How traces are created
Pass instrumentations keys to neatlogs.init() and library calls are traced automatically, no other changes needed:
neatlogs.init(
api_key=os.environ["NEATLOGS_API_KEY"],
workflow_name="customer-support",
instrumentations=["langchain", "chromadb"],
)For your own code (agents, pipelines, tool functions), use @neatlogs.span to create spans explicitly:
@neatlogs.span(kind="WORKFLOW")
def handle_request(user_input: str) -> str:
...Without a WORKFLOW span at the top of your call stack, library spans are captured but appear as top-level siblings with no parent. Wrapping your entry point with @span(kind="WORKFLOW") gives every trace a clean root.
Span tree
Opening a trace shows the full span hierarchy: every operation nested under the call that triggered it.
The nesting reflects your actual call hierarchy at runtime: WORKFLOW at the root, AGENT spans inside it, LLM and TOOL spans inside those. The tree tells you immediately what triggered what.
Each row shows configurable columns: span name, cost, latency, comments, detections, votes. Toggle them with the column picker. The tree panel can be collapsed to give the timeline more room, or unpinned entirely to view the timeline full-width.
Timeline
The timeline maps every span onto a time axis, aligned to the start of the trace. Spans that ran sequentially appear end-to-end; spans that ran in parallel overlap. Gaps are real idle time: the process waiting on a network call, a lock, or an async scheduler.
Each row shows configurable columns alongside the bar: span type, span name, cost, comments, detections, votes.
Four questions this view answers that the tree view can't:
- Which step dominated total wall-clock time? The widest bar.

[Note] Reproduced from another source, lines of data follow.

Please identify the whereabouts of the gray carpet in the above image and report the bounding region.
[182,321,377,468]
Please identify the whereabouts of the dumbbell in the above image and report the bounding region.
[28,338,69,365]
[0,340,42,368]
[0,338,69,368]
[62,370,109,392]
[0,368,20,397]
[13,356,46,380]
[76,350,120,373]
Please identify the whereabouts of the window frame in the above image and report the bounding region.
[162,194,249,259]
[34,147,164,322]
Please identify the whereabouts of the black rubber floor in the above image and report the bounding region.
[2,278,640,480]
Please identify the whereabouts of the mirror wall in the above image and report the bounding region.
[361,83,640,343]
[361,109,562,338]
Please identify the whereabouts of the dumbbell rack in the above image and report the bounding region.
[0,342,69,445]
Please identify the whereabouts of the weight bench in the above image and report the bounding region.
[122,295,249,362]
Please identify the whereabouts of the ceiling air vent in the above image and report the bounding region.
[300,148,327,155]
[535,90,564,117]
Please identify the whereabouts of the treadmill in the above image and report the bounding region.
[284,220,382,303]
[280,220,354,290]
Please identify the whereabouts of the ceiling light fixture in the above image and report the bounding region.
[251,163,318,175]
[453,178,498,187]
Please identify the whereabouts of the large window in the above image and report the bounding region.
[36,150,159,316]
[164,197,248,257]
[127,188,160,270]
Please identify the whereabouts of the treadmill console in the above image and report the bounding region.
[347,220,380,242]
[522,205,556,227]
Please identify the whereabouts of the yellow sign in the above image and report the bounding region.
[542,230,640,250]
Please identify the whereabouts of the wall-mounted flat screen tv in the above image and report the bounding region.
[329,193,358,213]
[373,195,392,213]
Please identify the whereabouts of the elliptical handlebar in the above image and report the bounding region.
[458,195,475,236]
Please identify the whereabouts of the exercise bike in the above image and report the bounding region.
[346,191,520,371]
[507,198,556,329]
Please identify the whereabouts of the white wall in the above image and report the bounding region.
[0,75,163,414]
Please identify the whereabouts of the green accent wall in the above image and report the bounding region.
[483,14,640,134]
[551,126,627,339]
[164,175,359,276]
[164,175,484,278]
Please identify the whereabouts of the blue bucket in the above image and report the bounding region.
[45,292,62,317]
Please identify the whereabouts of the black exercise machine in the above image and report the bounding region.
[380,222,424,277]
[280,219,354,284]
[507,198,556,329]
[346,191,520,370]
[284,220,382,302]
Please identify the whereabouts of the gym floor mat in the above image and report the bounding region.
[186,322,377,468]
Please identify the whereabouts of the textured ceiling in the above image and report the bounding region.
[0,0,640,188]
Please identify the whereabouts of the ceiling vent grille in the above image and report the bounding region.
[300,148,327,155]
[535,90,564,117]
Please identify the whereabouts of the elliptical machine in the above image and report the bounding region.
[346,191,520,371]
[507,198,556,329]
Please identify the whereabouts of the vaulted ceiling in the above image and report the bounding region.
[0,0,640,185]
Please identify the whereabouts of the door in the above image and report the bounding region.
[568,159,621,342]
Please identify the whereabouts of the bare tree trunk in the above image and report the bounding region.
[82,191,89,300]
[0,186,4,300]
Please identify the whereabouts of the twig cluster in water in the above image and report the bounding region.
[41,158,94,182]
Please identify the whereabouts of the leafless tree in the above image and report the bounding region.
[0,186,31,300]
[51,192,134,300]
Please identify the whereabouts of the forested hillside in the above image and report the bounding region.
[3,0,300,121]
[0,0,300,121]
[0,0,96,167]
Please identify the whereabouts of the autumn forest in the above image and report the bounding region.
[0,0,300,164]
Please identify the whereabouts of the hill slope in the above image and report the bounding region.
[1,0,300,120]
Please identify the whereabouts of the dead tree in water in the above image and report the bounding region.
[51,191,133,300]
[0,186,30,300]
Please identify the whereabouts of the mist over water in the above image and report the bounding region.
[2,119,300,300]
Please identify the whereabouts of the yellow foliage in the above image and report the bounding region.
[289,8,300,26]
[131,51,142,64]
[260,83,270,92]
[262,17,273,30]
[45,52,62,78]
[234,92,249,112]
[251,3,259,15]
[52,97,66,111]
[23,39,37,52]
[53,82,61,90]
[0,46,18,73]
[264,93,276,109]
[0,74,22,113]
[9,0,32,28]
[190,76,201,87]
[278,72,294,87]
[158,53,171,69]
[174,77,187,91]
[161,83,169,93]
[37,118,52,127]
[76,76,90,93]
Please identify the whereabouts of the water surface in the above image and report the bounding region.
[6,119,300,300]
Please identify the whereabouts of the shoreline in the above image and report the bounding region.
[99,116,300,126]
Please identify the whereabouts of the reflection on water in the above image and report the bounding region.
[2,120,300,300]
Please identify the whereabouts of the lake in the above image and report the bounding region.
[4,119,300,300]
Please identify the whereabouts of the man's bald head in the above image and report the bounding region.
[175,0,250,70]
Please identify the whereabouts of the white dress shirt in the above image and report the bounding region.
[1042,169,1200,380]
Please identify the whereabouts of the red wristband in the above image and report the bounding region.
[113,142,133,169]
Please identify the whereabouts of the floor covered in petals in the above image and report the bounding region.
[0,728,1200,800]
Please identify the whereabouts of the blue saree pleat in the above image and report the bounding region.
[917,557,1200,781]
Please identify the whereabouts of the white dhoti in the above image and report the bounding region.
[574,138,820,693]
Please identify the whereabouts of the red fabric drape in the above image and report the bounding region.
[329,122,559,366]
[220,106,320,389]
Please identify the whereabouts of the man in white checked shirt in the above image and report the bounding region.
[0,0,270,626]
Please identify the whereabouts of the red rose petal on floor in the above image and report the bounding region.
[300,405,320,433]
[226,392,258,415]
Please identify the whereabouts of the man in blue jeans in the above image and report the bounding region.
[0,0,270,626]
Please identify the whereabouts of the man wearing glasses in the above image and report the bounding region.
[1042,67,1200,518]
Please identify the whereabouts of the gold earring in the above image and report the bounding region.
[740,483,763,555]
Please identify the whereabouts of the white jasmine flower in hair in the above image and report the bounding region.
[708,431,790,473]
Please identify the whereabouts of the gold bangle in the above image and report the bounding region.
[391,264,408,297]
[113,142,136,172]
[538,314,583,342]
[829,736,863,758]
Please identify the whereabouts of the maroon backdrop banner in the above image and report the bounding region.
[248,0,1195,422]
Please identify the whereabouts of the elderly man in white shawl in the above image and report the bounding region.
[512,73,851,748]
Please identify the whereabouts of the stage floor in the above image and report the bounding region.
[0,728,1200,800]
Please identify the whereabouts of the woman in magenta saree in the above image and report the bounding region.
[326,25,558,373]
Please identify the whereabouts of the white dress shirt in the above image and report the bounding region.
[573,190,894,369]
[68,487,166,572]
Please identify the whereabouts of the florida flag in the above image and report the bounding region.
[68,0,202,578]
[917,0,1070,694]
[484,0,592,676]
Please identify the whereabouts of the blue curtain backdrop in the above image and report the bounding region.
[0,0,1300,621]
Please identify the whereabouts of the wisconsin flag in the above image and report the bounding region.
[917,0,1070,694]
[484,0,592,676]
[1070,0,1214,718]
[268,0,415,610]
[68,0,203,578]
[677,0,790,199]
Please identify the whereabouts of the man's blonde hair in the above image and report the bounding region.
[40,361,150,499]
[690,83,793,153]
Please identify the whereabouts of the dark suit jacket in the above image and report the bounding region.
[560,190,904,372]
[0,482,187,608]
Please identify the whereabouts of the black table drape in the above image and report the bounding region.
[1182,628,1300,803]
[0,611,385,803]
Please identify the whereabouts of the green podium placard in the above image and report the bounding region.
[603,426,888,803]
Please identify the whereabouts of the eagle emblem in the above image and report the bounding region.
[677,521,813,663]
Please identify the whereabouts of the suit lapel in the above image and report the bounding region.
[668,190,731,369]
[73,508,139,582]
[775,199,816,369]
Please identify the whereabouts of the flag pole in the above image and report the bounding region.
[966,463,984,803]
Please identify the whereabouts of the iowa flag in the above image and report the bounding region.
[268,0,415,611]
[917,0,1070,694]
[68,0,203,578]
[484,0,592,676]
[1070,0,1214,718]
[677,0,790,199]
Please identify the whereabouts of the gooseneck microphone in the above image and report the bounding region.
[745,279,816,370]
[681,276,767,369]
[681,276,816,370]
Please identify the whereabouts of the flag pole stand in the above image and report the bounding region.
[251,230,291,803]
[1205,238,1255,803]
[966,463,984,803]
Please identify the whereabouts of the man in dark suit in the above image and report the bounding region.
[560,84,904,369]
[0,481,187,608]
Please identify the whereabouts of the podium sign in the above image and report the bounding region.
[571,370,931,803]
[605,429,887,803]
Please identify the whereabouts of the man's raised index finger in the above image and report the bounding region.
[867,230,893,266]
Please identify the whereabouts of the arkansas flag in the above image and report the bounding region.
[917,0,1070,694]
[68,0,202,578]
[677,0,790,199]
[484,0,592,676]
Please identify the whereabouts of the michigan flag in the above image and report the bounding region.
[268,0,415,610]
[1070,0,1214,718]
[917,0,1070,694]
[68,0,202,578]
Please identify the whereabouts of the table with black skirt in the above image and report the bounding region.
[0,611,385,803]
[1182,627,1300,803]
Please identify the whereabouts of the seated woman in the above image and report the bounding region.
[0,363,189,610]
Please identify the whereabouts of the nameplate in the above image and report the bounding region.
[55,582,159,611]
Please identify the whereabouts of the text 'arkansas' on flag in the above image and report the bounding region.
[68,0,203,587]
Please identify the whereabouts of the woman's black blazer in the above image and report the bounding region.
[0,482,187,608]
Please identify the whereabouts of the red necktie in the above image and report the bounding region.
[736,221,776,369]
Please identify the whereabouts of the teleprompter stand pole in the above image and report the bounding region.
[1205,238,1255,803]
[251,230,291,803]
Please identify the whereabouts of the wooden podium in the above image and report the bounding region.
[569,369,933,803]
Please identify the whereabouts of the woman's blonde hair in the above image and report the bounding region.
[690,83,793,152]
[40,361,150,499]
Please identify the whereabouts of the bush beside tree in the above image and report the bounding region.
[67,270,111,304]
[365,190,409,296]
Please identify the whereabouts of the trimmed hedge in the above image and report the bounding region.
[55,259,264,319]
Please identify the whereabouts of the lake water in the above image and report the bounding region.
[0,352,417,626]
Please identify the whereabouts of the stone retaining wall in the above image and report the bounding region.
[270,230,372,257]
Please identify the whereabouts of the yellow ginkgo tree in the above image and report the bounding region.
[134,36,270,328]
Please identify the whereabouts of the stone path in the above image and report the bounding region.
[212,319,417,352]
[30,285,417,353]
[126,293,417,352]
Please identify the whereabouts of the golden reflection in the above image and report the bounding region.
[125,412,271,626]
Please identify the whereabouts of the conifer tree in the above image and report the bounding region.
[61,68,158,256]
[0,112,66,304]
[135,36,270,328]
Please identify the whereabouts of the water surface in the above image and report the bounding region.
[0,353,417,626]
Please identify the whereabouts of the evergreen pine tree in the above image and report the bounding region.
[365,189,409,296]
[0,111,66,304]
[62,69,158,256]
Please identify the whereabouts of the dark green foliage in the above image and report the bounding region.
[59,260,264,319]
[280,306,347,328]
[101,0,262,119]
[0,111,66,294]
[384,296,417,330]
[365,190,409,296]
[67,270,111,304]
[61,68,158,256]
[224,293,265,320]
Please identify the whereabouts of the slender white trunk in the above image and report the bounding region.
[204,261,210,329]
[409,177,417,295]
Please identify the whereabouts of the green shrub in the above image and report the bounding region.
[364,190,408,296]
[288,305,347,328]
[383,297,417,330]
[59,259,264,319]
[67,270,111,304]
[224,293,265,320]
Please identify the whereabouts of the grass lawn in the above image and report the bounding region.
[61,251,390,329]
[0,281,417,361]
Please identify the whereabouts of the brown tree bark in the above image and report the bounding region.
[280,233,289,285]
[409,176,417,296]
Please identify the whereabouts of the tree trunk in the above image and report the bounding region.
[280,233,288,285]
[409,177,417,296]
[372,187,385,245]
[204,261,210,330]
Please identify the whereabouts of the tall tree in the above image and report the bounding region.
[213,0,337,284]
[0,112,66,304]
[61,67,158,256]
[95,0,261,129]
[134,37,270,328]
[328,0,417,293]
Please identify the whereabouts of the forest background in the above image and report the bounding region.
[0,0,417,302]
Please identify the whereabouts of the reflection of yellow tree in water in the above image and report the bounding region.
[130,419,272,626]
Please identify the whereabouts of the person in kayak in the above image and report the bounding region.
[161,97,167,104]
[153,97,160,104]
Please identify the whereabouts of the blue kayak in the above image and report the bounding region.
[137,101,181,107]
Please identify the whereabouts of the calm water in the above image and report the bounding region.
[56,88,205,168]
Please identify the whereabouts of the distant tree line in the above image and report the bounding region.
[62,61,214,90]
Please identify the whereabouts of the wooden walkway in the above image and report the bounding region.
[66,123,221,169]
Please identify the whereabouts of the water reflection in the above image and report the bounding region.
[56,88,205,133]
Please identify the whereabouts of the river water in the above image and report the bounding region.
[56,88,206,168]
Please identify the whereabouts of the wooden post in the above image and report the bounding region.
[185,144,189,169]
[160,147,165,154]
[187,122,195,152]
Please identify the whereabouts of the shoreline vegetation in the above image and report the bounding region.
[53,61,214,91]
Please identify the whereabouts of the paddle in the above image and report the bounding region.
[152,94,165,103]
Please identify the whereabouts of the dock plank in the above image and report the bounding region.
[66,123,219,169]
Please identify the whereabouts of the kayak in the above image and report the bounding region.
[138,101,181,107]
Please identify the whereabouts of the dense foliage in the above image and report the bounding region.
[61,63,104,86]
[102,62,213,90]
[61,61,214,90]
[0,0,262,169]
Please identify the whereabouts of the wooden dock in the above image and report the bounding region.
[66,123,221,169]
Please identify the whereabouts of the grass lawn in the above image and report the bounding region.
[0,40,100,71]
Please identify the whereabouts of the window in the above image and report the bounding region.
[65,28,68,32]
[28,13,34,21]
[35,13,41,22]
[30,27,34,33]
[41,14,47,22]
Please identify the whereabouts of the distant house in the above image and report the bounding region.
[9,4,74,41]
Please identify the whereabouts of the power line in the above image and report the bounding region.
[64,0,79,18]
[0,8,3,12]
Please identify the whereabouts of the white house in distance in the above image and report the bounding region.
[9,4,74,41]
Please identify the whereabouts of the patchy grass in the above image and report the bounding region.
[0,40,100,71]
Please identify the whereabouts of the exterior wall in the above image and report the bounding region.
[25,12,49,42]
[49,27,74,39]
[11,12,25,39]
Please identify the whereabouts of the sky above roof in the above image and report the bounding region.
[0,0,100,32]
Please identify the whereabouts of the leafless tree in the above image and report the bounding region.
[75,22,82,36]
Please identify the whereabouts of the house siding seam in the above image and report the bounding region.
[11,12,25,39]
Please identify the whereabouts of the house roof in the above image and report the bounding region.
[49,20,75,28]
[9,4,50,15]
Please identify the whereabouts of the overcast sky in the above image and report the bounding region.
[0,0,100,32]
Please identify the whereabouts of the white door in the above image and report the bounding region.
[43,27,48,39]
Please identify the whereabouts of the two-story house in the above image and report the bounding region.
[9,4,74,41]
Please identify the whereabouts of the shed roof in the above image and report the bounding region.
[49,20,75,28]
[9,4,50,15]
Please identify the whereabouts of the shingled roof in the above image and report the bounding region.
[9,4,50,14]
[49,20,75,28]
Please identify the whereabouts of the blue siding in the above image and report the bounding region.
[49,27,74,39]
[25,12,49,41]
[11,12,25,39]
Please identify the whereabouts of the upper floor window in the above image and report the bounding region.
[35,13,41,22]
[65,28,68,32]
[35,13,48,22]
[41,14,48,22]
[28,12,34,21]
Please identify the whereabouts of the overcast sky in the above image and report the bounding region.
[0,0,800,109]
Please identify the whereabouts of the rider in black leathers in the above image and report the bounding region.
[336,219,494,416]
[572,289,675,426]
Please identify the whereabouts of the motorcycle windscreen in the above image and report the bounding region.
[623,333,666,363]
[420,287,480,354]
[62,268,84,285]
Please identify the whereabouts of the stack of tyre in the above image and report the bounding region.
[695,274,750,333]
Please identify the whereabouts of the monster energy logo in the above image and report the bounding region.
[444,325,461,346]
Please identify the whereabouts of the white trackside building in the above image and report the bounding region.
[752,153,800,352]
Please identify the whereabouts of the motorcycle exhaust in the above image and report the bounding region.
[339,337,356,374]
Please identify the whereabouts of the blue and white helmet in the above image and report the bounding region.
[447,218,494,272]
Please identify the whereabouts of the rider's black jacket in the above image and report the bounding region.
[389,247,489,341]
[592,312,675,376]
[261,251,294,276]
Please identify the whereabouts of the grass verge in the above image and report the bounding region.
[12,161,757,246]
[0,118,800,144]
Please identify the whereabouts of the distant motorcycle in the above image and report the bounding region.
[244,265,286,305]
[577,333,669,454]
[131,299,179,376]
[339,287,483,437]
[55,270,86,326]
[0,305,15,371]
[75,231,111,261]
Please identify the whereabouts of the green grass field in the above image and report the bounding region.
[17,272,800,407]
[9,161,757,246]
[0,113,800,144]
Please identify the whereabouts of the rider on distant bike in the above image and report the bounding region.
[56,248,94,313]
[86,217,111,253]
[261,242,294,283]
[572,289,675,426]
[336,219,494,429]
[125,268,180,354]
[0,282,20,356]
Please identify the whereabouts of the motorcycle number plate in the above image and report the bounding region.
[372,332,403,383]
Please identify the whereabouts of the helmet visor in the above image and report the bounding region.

- Is my async code actually running in parallel? Overlapping bars mean yes. Non-overlapping means your awaits are sequential.
- Is latency concentrated or spread? One long bar vs. many short ones changes the fix.
- Where is idle time? Gaps between bars are time the process spent doing nothing.
Span detail
Click any span in the tree or timeline to open its full data panel.
What's shown depends on the span kind:
LLM spans show the full prompt (system message, user message, conversation history) exactly as sent to the model, the completion response, token breakdown (prompt, completion, total, cache hits), model name and provider, and latency from request to first token and total. If you used PromptTemplate, the template and variable values appear here too.
Tool spans show input.value (the function arguments) and output.value (the return value), plus neatlogs.tool.name, neatlogs.tool.description, and neatlogs.tool.parameters if set.
Retriever spans show neatlogs.retrieval.query, neatlogs.retrieval.top_k, and neatlogs.retrieval.documents (the retrieved documents rendered as a list).
All spans include any custom neatlogs.* attributes you set via span.set_attribute(), plus start time, end time, duration, span ID, and trace ID.
The prompt shown in LLM spans is the exact payload sent to the provider API, after template compilation, after message formatting, after any pre-processing in your code. What you see is what the model saw.
AI assistant
Each trace has a built-in AI assistant with full read access to the run: every span, input, output, token count, and attribute.
Ask it questions about the specific trace you're looking at:
- "Why didn't the agent call the search tool?"
- "What was the model given as context in the second LLM call?"
- "Which step had the highest latency?"
- "What did the retriever return for this query?"
The answers are grounded in the actual span data of the run you're viewing, not a generic product description. Useful for engineers debugging a specific failure and for non-engineers who need direct answers without knowing where to click.
Voting
Thumbs up / down on any span marks its output as correct or incorrect. Votes are stored against the span (not the trace as a whole), visible to everyone on your team, and filterable across the workflow.
The practical use case: build evaluation datasets as you debug. Browse production traces, vote on spans whose outputs matter, then filter by vote to export a labelled set. No separate labelling tool needed.
Votes also surface regressions. If a new prompt version produces more thumbs-down on a particular span kind, it shows up immediately in the filtered view.